Eyeless in Gaza

Gaza City neighborhood bombed by the Israeli air force © Atia Darwish / APA Images 

Like Samson in his captivity, Israel is eyeless in Gaza. Captured and blinded, the Israeli hero regained his phenomenal strength to tear down the columns that held up the temple and make his enemies perish with him. The Biblical story inspired a poem by John Milton, from which comes the title of Aldous Huxley’s Eyeless in Gaza, a text that describes us as blind to identity and memory. After the tragic terror of 7 October, pain has blinded Israel, and it confronts the Gaza Strip wanting to destroy the columns that support the power of Hamas, even though this means the death of innocent people, and the death too of the moral tissue of a country that wanted to be Ohr L’Goyim, light unto the nations. If 7-O has been the 9/11 of Israel, the American experience in Iraq and Afghanistan should give Israel cause for reflection, because the worst catastrophe in its 75 years should not result in a medieval siege and a new Nakba: as many have recalled, Israel will not have security unless the Palestinians have hope.

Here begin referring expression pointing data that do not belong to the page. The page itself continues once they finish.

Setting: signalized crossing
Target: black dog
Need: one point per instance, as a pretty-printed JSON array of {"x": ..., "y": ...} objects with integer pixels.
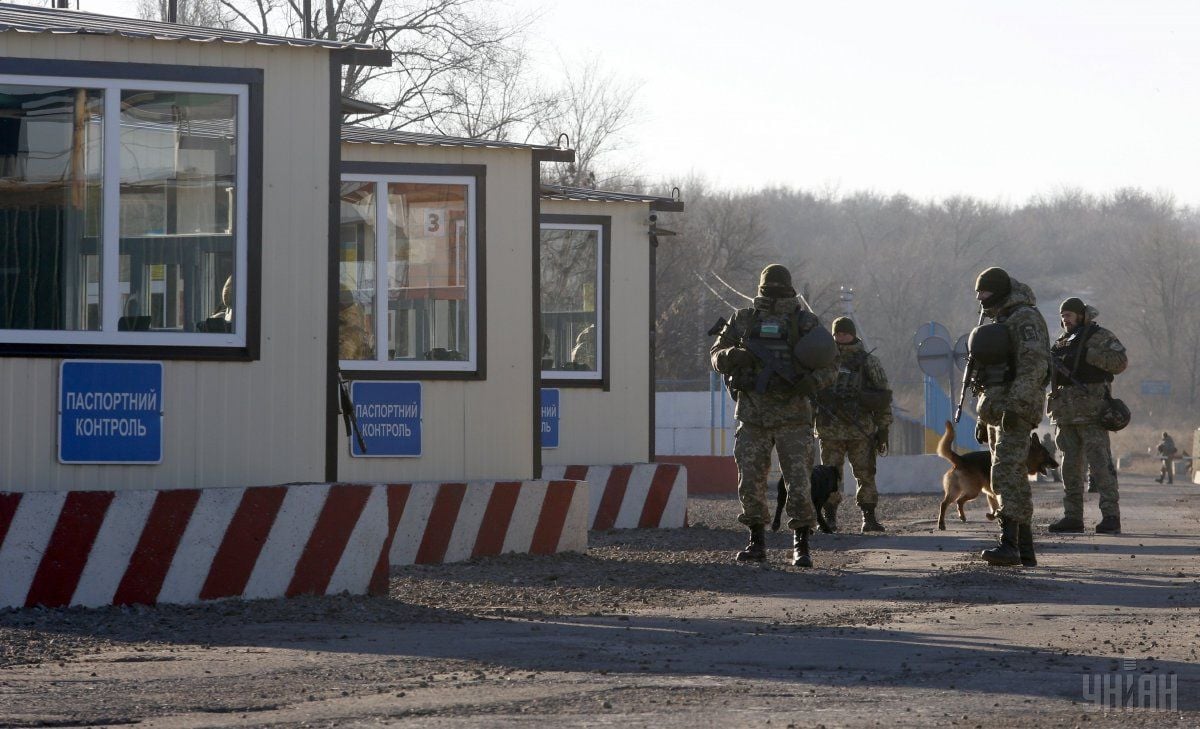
[{"x": 826, "y": 482}]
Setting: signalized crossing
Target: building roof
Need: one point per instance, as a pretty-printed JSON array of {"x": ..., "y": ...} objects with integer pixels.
[
  {"x": 562, "y": 192},
  {"x": 23, "y": 18},
  {"x": 357, "y": 134}
]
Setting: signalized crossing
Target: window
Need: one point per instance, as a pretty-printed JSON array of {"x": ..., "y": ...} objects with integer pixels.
[
  {"x": 407, "y": 273},
  {"x": 123, "y": 212},
  {"x": 573, "y": 296}
]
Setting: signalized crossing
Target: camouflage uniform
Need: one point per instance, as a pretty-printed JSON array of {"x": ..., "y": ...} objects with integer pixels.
[
  {"x": 778, "y": 419},
  {"x": 1090, "y": 355},
  {"x": 1049, "y": 445},
  {"x": 845, "y": 427},
  {"x": 1167, "y": 451},
  {"x": 1011, "y": 410}
]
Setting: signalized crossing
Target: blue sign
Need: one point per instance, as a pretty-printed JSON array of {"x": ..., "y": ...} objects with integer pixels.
[
  {"x": 550, "y": 419},
  {"x": 389, "y": 416},
  {"x": 1156, "y": 387},
  {"x": 109, "y": 411}
]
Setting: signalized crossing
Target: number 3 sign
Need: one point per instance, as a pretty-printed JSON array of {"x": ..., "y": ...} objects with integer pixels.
[{"x": 435, "y": 222}]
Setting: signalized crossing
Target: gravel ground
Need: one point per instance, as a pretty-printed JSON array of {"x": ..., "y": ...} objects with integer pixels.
[
  {"x": 652, "y": 627},
  {"x": 622, "y": 572}
]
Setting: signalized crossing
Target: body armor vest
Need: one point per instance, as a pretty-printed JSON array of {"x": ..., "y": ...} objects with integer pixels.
[
  {"x": 771, "y": 336},
  {"x": 1068, "y": 354},
  {"x": 991, "y": 356},
  {"x": 850, "y": 378}
]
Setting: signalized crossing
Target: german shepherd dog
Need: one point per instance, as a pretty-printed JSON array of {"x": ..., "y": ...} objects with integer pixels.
[
  {"x": 826, "y": 482},
  {"x": 971, "y": 474}
]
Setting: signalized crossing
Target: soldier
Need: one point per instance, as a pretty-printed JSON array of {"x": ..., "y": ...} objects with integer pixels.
[
  {"x": 853, "y": 417},
  {"x": 774, "y": 359},
  {"x": 1011, "y": 378},
  {"x": 1085, "y": 359},
  {"x": 1167, "y": 451}
]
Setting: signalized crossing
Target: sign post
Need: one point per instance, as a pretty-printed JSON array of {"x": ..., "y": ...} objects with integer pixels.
[{"x": 550, "y": 399}]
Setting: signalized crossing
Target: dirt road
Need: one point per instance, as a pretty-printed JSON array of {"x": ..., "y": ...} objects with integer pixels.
[{"x": 661, "y": 628}]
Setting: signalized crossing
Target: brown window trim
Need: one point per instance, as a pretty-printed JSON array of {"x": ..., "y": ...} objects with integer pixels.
[
  {"x": 479, "y": 172},
  {"x": 251, "y": 78},
  {"x": 604, "y": 381}
]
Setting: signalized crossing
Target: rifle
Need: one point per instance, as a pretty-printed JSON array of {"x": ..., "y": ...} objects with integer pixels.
[
  {"x": 769, "y": 363},
  {"x": 348, "y": 417},
  {"x": 966, "y": 375}
]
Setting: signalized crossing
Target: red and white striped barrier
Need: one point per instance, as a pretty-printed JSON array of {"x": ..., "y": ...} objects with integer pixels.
[
  {"x": 99, "y": 548},
  {"x": 635, "y": 495},
  {"x": 455, "y": 522}
]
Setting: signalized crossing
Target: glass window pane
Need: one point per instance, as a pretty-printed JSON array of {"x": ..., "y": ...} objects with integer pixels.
[
  {"x": 429, "y": 293},
  {"x": 51, "y": 146},
  {"x": 357, "y": 295},
  {"x": 569, "y": 264},
  {"x": 179, "y": 166}
]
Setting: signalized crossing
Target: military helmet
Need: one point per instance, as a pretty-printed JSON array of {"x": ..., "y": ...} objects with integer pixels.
[
  {"x": 995, "y": 279},
  {"x": 1073, "y": 305},
  {"x": 775, "y": 282},
  {"x": 844, "y": 325}
]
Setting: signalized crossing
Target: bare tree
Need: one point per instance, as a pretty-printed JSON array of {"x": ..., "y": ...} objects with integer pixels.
[
  {"x": 491, "y": 98},
  {"x": 207, "y": 13},
  {"x": 595, "y": 109}
]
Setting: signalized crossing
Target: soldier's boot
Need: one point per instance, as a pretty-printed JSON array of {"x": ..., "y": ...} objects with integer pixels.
[
  {"x": 756, "y": 550},
  {"x": 1025, "y": 544},
  {"x": 1109, "y": 524},
  {"x": 1067, "y": 525},
  {"x": 1006, "y": 553},
  {"x": 801, "y": 553},
  {"x": 869, "y": 522}
]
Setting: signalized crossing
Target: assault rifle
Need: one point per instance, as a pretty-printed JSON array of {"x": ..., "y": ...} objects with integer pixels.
[
  {"x": 348, "y": 417},
  {"x": 771, "y": 365},
  {"x": 966, "y": 374}
]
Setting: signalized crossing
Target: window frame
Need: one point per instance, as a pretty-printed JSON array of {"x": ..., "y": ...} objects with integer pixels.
[
  {"x": 601, "y": 378},
  {"x": 381, "y": 174},
  {"x": 113, "y": 78}
]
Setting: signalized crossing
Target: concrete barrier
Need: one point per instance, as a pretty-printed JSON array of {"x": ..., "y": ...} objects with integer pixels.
[
  {"x": 455, "y": 522},
  {"x": 631, "y": 495},
  {"x": 186, "y": 546},
  {"x": 707, "y": 475}
]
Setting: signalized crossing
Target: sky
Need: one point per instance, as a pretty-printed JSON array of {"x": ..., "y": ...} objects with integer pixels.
[{"x": 996, "y": 100}]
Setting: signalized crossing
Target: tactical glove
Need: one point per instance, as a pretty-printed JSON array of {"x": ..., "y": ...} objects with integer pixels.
[
  {"x": 738, "y": 357},
  {"x": 805, "y": 385}
]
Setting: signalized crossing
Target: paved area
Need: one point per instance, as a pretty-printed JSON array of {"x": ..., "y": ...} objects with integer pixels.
[{"x": 901, "y": 630}]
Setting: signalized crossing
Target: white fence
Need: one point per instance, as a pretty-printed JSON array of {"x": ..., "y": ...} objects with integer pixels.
[{"x": 694, "y": 423}]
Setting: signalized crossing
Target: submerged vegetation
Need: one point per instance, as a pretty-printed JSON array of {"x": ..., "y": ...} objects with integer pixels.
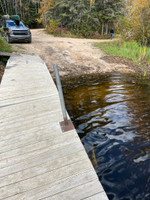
[{"x": 132, "y": 50}]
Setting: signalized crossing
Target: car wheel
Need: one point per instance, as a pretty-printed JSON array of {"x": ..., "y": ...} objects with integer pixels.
[
  {"x": 8, "y": 39},
  {"x": 30, "y": 40}
]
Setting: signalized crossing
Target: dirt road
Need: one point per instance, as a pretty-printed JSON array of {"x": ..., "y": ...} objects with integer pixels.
[{"x": 73, "y": 56}]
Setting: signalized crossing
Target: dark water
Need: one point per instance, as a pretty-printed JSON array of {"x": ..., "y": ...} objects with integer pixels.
[{"x": 112, "y": 117}]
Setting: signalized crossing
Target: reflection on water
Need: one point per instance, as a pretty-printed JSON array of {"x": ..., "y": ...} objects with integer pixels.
[{"x": 112, "y": 117}]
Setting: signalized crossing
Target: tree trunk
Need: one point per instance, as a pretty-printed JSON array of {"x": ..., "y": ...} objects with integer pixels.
[
  {"x": 106, "y": 29},
  {"x": 102, "y": 31}
]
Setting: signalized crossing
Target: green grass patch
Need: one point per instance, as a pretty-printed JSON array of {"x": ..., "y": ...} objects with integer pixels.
[
  {"x": 4, "y": 46},
  {"x": 131, "y": 50}
]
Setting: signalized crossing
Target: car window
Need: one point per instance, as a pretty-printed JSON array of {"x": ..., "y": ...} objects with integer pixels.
[
  {"x": 21, "y": 24},
  {"x": 10, "y": 23}
]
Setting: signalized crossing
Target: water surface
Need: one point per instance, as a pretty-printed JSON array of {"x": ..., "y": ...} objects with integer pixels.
[{"x": 111, "y": 114}]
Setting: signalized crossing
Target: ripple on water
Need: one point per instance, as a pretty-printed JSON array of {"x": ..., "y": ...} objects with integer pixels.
[{"x": 112, "y": 117}]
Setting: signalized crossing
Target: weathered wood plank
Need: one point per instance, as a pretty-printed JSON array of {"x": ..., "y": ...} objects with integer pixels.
[{"x": 57, "y": 187}]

The terrorist attack of Hamas, indeed, exceeded all limits. The cruel extermination of men, women, children, and elderly in the kibbutzim close to the border fence, the killing of youngsters at a rave in the Negev desert, and the indiscriminate taking of hostages driven into the infernal labyrinth of the tunnels, and all this proudly documented by the assassins themselves, rivals in abjection with the worst actions of ISIS. This cannot be countered by the authoritarian drift of Netanyahu, in the hands of religious extremists who provoke Muslims on the Esplanade of Mosques or protect the settlers who have created in the West Bank an archipelago of precincts, rendering the two-state solution almost impossible. Israel will have the solidarity of the West, but as much its recent behavior as the steps it might take, driven by a desire for revenge, will make it lose the opinion war in the global south, where the geopolitical conflict between the blocs is being settled today, and perhaps also in Europe.

In the sacred places of the three monotheistic religions there is “too much history, too little geography,” and all efforts to stabilize the region have failed. After the fiasco of Camp David in 1979 and Oslo in 1994, the Abraham Accords started in 2020 had opened a horizon of hope, because the Emirates, Bahrein, Sudan, and Morocco normalized their relationship with Israel, as Egypt had done in 1979 and Jordan in 1994, but the critical agreement with Saudi Arabia has been thwarted in the wake of 7-O, benefiting an Iran that finances Hamas in Gaza and Hezbollah in the south of Lebanon. Europe, which in this occasion has shown its impotence, is surrounded by a series of crises that extend from the Sahel to Libya, Gaza, Syria, the Caucasus, or Ukraine, as it suffers demographic decline and the impact of massive migration. But perhaps we could nevertheless contribute, from our rather subordinate position, to an agreement between the great powers which could prevent the spread of a conflict that has already caused too much pain.